I saw a lot of change on the homepage and it had got better by this revisit. :) As i was looking at all the social bookmarking sites, I was looking for a site that allows private bookmarks, primarily since i need a bookmarking site not just to share socially but also to have a centrally located copy of the same such that i could have access to my bookmarks whether i'm at home or at university without cluttering all browsers on all pc's with my enormous set of bookmarks (well not as enormous as FN's :) Among all, I noticed that simpy had that feature and upon checking out the site i felt it was just the right choice (scroll below for reasons i simpy love it) but what about my existing 250 links on del.icio.us? As soon as I signed up and got logged in, the page to import existing bookmarks came up (clever idea). As I didn't realise that simpy is already del.icio.us friendly, I went to del.icio.us to export bookmarks with tags and descriptions only to find that my tags will be replaced by a single tag that i'll be entering in the import bookmarks form. Importing from del.icio.us is real easy and perfect. you need not navigate away from simpy while you enter your login details of del.icio.us and choose whether the imported links should be marked as private (for your eyes and login only :D ) or as public. Since my bookmarks had so far been public i kept them so. Del.icio.us bookmarks imported this way have their tags and notes preserved as well which is very important coz tags are one of the appealing main reasons for using such a service rather than just dumping the bookmarks.html file in any of the myriad free web spaces available or even worse on a portable storage device.


Ok, so by now My Simpy is ready to serve fresh links from DP's twisted tours of cyberspace. Only one thing that remains and has been kept for the ultimate effect are the reasons why moving to simpy wasn't just pure attraction (or maybe it was ;): -


  1. Simpy allows private bookmarks

  2. Simpy allows multi-word tags

  3. Simpy allows smooth migration from del.icio.us

  4. Simpy allows searching a user's bookmarks without actually logging in. del.icio.us by default if not logged in searches the entire site.

  5. Simpy shows a select few of the tags that the user has used among top tags (most used tags) and recent tags, so a visitor can directly go to a subset of the bookmarks which have a tag relevant to his/her need as well as search directly thru the provided search box. For the un-tagged links, you might do a (full-text) search...just type in your query in the search box on the user's bookmarks homepage.

  6. Simpy not only provides RSS/Atom feeds for your bookmarks but allows you to keep track of your favorite people's bookmarks via watchlists. Better than watchlists is the watchlists filter option, which lets you not just subscribe to people saving links of your interest but to keep track of only those links which are of your interest. after all we all have myriad interests...don't we? del.icio.us came up recently with the network feature, but to me it looks like a bookmarks of bookmark lists with some bare inter-networking and socializing going on between the members of the network.

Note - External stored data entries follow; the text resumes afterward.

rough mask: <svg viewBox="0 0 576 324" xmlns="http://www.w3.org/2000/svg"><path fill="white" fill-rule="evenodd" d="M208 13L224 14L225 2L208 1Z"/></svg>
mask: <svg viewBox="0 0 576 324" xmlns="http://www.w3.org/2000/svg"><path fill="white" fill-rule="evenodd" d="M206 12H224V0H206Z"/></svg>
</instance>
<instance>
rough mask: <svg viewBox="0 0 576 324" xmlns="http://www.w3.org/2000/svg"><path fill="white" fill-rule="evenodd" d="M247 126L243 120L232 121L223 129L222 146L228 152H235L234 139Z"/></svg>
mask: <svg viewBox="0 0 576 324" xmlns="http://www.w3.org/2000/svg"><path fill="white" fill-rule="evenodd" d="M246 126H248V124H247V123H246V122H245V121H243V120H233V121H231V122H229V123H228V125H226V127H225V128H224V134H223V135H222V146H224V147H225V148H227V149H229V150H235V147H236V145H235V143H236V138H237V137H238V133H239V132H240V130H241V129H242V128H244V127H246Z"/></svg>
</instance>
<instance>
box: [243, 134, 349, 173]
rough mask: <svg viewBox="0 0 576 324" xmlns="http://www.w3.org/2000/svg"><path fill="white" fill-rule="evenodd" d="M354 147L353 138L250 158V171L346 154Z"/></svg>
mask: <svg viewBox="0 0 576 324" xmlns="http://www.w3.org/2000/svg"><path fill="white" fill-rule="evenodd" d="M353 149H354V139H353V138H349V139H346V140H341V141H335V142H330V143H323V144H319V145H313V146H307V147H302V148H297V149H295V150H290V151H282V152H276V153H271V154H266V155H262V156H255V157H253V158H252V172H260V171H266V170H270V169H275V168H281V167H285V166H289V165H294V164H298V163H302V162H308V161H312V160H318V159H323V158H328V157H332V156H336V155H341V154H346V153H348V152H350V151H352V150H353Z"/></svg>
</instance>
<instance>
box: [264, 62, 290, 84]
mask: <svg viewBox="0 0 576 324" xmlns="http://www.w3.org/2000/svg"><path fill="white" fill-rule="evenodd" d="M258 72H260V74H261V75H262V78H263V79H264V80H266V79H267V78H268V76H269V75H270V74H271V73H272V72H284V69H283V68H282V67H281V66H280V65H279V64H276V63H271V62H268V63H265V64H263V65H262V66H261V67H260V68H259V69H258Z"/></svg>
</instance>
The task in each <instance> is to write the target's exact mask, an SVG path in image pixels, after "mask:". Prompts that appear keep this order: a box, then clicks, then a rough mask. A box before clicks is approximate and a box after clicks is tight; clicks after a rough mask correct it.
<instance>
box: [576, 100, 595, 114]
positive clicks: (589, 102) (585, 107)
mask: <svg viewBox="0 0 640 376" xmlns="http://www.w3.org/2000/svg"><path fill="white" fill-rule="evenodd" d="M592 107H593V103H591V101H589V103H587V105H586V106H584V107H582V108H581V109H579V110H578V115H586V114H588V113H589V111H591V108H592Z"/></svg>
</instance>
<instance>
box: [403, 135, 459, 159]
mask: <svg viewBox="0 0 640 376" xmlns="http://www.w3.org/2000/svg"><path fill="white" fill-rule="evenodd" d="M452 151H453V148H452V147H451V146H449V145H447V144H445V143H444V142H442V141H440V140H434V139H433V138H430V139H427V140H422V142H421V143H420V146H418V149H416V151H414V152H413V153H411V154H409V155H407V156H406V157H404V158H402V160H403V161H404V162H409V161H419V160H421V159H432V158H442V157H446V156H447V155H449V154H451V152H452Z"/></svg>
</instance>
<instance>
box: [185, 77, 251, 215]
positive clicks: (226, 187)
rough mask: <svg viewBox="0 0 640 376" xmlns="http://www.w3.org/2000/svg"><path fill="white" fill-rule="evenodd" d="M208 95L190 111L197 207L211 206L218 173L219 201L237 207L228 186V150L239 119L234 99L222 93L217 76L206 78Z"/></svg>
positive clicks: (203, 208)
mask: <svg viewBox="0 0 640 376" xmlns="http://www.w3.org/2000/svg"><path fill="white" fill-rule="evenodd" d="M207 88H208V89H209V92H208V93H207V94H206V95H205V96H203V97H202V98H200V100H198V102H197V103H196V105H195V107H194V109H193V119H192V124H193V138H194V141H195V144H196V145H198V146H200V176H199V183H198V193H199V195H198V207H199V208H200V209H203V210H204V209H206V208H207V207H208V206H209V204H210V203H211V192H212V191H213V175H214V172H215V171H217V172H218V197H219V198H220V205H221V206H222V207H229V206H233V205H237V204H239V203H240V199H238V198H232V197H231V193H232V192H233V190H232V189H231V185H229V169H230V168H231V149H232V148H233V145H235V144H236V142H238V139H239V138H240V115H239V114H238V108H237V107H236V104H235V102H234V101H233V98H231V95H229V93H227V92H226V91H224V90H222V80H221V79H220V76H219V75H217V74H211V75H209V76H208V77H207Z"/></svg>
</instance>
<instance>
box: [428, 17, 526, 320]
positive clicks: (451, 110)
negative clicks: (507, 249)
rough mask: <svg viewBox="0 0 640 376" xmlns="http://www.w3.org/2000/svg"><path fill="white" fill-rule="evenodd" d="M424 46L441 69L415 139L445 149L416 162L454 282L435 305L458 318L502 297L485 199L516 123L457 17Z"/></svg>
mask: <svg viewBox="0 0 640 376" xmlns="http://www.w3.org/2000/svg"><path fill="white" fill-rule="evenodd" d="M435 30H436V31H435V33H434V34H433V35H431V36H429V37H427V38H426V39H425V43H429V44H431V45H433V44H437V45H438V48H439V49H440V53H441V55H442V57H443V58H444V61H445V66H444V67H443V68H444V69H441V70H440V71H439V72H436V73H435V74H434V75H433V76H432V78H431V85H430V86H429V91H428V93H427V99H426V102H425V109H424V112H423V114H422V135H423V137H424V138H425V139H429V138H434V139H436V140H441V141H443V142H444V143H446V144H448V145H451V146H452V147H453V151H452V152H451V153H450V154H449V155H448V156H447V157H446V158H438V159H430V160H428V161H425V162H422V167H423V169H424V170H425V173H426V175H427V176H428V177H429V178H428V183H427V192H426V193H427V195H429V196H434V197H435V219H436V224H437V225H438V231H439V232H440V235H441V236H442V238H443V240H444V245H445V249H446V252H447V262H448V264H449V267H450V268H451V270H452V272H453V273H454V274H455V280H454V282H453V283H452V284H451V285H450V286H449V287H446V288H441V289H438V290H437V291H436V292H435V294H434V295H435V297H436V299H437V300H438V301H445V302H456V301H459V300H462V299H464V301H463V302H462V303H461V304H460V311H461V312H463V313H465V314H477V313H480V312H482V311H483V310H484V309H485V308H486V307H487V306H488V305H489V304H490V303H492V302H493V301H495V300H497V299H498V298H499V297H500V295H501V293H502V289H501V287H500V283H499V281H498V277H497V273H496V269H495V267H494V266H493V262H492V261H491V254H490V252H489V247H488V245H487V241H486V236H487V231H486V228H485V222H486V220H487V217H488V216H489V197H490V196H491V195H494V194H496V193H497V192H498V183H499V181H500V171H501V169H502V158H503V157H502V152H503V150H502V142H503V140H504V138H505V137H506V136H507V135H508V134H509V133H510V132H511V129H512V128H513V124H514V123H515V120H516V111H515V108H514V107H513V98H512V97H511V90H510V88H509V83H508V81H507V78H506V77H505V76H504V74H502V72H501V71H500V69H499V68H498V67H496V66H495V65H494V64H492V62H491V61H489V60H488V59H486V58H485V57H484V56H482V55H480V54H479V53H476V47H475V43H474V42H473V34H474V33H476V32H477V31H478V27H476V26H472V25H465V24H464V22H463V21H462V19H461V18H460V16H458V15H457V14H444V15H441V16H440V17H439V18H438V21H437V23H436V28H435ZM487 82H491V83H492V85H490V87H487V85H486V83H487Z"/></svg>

  7. Detect broken, forgotten and even redirected bookmarks. Simpy constantly crawls, checks, and re-indexes your bookmarks, allowing you to quickly see all your broken bookmarks and fix them.

  8. Simpy Notes. This is something that i looked up right now. An extra service just to keep the user interested. These are not exactly the notes that you attach to del.icio.us bookmarks but kind of random bits of textual info that u might want to save for later reference while browsing the www. google also has it's google notebook product but a google account is not as accessible as a simpy account. so now you could even have say the links to download all your favorite software in a notepage typed at home and go to the university and squeeze the bandwidth limits and get all the MB's and GB's of software :) There are examples of shopping lists and to-do's but those are not exactly what i have in mind for stuff that i want to get access to anytime and anywhere.

  9. Besides providing syndicated feeds for both user's bookmarks (all) and user's bookmarks (by a tag), simpy allows to generate a feed from a search query...like a saved search query, like google blogsearch's auto-generated feed for it's search results

  10. Simpy allows storing, accessing and retrieving bookmarks et al using the REST API and provides client libraries in java, python, php, ruby and perl


I suppose that's a whole lotta love for simpy....still loads more reasons to explore and appreciate this service.